Fourier integral operators on Hardy spaces with Hormander class

Abstract: In this note, we consider a Fourier integral operator defined by \begin{align*} T_{\phi,a}f(x) = \int_{\mathbb{R}^{n}}e^{i\phi(x,\xi)}a(x,\xi)\widehat{f} \xi)d\xi, \end{align*}here $a$ is the amplitude, and $\phi$ is the phase.
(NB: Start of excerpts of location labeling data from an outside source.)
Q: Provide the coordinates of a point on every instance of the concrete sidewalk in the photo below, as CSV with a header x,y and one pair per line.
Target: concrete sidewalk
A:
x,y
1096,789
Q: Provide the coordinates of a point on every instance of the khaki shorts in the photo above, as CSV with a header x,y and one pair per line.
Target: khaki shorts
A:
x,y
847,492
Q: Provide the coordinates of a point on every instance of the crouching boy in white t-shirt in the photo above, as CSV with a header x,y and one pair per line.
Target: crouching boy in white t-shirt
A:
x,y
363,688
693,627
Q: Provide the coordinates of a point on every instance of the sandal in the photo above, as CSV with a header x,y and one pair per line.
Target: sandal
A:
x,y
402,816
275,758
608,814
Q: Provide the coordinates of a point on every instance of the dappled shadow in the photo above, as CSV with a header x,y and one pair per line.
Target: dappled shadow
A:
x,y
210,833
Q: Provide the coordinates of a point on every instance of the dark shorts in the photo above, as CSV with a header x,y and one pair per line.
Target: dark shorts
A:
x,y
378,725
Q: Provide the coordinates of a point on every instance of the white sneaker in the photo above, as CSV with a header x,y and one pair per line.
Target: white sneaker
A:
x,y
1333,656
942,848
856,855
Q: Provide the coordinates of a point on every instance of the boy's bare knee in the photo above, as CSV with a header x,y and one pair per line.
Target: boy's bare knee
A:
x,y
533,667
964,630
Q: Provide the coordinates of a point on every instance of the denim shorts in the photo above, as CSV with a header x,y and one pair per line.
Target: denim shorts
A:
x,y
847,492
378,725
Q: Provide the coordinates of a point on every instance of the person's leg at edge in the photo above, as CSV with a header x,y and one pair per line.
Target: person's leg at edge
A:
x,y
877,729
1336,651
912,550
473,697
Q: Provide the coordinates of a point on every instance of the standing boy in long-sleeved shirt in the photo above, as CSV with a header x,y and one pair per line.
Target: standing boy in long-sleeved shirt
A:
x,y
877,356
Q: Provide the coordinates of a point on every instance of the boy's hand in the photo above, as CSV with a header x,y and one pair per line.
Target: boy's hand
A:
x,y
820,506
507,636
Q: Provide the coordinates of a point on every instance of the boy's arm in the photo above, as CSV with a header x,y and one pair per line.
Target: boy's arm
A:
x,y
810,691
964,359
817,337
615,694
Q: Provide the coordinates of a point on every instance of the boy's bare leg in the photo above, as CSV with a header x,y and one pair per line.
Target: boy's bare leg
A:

Let $0\leq\rho\leq 1,n\geq 2$ or $0\leq\rho<1,n=1$ and $$m_p=\frac{\rho-n}{p}+(n-1)\min{\frac 12,\rho}.$$ If $a$ belongs to the forbidden H\"{o}rmander class $S^{m_p}_{\rho,1}$ and $\phi\in \Phi^{2}$ satisfies the strong non-degeneracy condition, then for any $\frac {n}{n+1}<p\leq 1$, we can show that the Fourier integral operator $T_{\phi,a}$ is bounded from the local Hardy space $h^p$ to $L^p$. Furthermore, if $a$ has compact support in variable $x$, then we can extend this result to $0<p\leq 1$. As $S^{m_p}_{\rho,\delta}\subset S^{m_p}_{\rho,1}$ for any $0\leq \delta\leq 1$, our result supplements and improves upon recent theorems proved by Staubach and his collaborators for $a\in S^{m}_{\rho,\delta}$ when $\delta$ is close to 1. As an important special case, when $n\geq 2$, we show that $T_{\phi,a}$ is bounded from $H^1$ to $L^1$ if $a\in S^{(1-n)/2}_{1,1}$ which is a generalization of the well-known Seeger-Sogge-Stein theorem for $a\in S^{(1-n)/2}_{1,0}$. This result is false when $n=1$ and $a\in S^{0}_{1,1}$.